Researchers led by Michael J Overman, MD, University of Texas MD Anderson Cancer Center, conducted a study to test response of the immune checkpoint inhibitor nivolumab in heavily pretreated patients with DNA mismatch repair deficient MSI-H metastatic colorectal cancer. Researchers enrolled 74 patients, 84% of whom had received two or more prior lines of therapy and had progressed. Patients were assigned to received nivolumab (3 mg/kg) every 2 weeks until the primary endpoint, overall response rate per investigator assessment, was reached. Secondary endpoints included overall response rate by blinded independent review.

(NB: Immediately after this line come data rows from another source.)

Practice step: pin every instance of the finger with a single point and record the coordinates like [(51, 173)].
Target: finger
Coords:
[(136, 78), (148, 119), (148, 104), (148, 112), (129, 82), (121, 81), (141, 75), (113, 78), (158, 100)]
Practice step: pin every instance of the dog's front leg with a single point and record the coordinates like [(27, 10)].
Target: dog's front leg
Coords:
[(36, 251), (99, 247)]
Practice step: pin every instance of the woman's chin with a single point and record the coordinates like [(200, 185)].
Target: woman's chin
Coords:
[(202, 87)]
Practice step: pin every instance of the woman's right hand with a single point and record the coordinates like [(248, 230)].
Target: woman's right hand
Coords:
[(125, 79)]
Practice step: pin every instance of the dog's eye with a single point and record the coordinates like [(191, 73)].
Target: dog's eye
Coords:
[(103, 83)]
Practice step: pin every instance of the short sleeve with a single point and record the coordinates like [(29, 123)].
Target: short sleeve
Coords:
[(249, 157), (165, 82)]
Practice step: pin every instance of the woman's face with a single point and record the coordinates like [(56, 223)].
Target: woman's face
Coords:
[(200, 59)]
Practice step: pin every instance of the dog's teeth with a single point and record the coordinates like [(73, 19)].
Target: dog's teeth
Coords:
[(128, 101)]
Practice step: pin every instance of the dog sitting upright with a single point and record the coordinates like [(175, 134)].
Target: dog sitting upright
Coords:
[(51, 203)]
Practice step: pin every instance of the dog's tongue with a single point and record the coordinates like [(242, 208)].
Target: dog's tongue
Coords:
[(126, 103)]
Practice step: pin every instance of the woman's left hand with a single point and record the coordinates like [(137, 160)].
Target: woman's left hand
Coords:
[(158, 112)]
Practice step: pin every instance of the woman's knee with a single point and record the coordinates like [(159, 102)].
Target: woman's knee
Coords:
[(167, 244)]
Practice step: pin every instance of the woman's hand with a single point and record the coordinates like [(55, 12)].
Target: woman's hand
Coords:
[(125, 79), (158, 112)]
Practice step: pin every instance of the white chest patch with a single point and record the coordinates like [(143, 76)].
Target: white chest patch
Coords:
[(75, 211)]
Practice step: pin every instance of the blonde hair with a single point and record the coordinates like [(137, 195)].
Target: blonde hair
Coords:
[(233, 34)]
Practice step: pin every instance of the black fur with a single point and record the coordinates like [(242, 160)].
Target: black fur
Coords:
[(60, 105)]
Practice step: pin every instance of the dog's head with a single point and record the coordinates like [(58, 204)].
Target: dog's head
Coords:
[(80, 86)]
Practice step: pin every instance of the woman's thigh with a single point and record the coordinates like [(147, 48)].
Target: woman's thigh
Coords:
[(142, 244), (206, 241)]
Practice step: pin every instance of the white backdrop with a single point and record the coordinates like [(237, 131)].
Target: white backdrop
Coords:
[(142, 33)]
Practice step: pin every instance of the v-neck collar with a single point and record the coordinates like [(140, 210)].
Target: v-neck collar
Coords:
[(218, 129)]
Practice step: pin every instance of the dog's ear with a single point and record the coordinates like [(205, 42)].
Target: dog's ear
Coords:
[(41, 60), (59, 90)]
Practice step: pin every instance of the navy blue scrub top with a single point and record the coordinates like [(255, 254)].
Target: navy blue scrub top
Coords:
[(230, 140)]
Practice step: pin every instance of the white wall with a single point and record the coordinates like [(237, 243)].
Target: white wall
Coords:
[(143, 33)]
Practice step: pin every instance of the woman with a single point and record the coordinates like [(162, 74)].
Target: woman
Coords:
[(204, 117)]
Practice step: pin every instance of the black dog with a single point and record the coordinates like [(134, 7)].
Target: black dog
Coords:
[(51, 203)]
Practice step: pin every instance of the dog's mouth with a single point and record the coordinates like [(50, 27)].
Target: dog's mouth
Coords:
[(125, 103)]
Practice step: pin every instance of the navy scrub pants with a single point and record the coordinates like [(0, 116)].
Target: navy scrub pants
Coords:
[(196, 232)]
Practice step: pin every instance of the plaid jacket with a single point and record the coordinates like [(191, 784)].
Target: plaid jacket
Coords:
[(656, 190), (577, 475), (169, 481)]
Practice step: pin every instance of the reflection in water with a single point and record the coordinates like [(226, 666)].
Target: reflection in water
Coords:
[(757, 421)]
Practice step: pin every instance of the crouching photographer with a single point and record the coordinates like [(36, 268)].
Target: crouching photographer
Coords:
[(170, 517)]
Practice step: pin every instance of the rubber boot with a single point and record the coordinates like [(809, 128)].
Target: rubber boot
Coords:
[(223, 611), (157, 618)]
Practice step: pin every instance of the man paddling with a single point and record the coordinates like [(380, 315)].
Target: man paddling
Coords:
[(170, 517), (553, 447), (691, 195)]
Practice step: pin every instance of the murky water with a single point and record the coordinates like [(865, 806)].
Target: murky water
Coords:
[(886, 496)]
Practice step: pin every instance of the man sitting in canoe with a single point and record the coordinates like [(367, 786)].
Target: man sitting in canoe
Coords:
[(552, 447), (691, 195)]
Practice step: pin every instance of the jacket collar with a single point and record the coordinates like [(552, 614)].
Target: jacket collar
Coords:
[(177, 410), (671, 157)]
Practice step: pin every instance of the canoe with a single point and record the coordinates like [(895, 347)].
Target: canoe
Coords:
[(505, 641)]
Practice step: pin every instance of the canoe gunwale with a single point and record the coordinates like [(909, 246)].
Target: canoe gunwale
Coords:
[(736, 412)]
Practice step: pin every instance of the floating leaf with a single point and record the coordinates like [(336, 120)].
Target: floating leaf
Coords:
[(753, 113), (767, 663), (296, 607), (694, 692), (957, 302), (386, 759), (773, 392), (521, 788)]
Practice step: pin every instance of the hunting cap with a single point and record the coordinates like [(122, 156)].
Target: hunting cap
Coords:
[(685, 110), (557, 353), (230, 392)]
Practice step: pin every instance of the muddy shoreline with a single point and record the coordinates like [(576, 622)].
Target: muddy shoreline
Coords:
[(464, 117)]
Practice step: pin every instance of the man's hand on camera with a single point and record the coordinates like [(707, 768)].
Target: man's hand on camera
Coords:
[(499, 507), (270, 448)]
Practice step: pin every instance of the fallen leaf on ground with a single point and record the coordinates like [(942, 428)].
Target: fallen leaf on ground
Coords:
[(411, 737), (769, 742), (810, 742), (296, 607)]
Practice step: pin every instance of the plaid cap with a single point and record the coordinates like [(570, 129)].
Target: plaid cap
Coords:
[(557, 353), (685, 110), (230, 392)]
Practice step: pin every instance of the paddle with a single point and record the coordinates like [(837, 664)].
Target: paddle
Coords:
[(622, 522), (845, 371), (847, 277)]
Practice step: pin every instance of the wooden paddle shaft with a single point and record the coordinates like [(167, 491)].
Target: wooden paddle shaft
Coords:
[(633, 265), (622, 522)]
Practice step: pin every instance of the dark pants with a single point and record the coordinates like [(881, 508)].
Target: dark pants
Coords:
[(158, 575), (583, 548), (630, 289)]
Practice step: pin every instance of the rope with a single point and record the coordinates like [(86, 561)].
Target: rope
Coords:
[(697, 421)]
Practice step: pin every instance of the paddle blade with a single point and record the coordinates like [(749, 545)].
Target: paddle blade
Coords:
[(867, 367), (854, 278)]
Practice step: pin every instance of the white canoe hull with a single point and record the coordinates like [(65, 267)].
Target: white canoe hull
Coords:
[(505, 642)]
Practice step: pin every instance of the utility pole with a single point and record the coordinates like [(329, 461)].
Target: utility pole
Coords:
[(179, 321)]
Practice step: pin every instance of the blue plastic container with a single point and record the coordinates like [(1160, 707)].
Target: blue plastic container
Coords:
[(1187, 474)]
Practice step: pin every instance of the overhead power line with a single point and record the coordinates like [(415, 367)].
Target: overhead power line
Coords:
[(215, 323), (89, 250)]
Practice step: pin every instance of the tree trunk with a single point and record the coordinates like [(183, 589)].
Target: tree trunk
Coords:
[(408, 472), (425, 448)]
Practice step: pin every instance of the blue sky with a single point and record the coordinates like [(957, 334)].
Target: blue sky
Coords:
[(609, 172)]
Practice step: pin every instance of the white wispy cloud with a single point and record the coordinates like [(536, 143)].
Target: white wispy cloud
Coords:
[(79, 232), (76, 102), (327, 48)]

Results of the study showed the overall response rate was 31.1% per investigator and 27% by review committee after a median follow-up of 7.4 months. No complete responses were reported by investigators, but there were 23 partial responses and 29 patients showed stable disease (disease control rate for 12 or more weeks, 68.9%). Two complete responses were reported by the blinded independent review, along with 18 partial responses and 29 patient cases of stable disease (disease control rate for 12 or more weeks, 62.2%). Median progression-free survival (PFS) was 9.6 months with a 12-month rate of 48.4% per investigator review.

Grade III-IV treatment-related adverse events were reported in 20.3% of patients, including acute kidney injury, increased alanine aminotransferase, colitis, and stomatitis. There were no deaths related to drug toxicity in the study.

Researchers concluded that nivolumab showed durable responses and disease control, deeming it an acceptable treatment option for MSI-H metastatic colorectal cancer.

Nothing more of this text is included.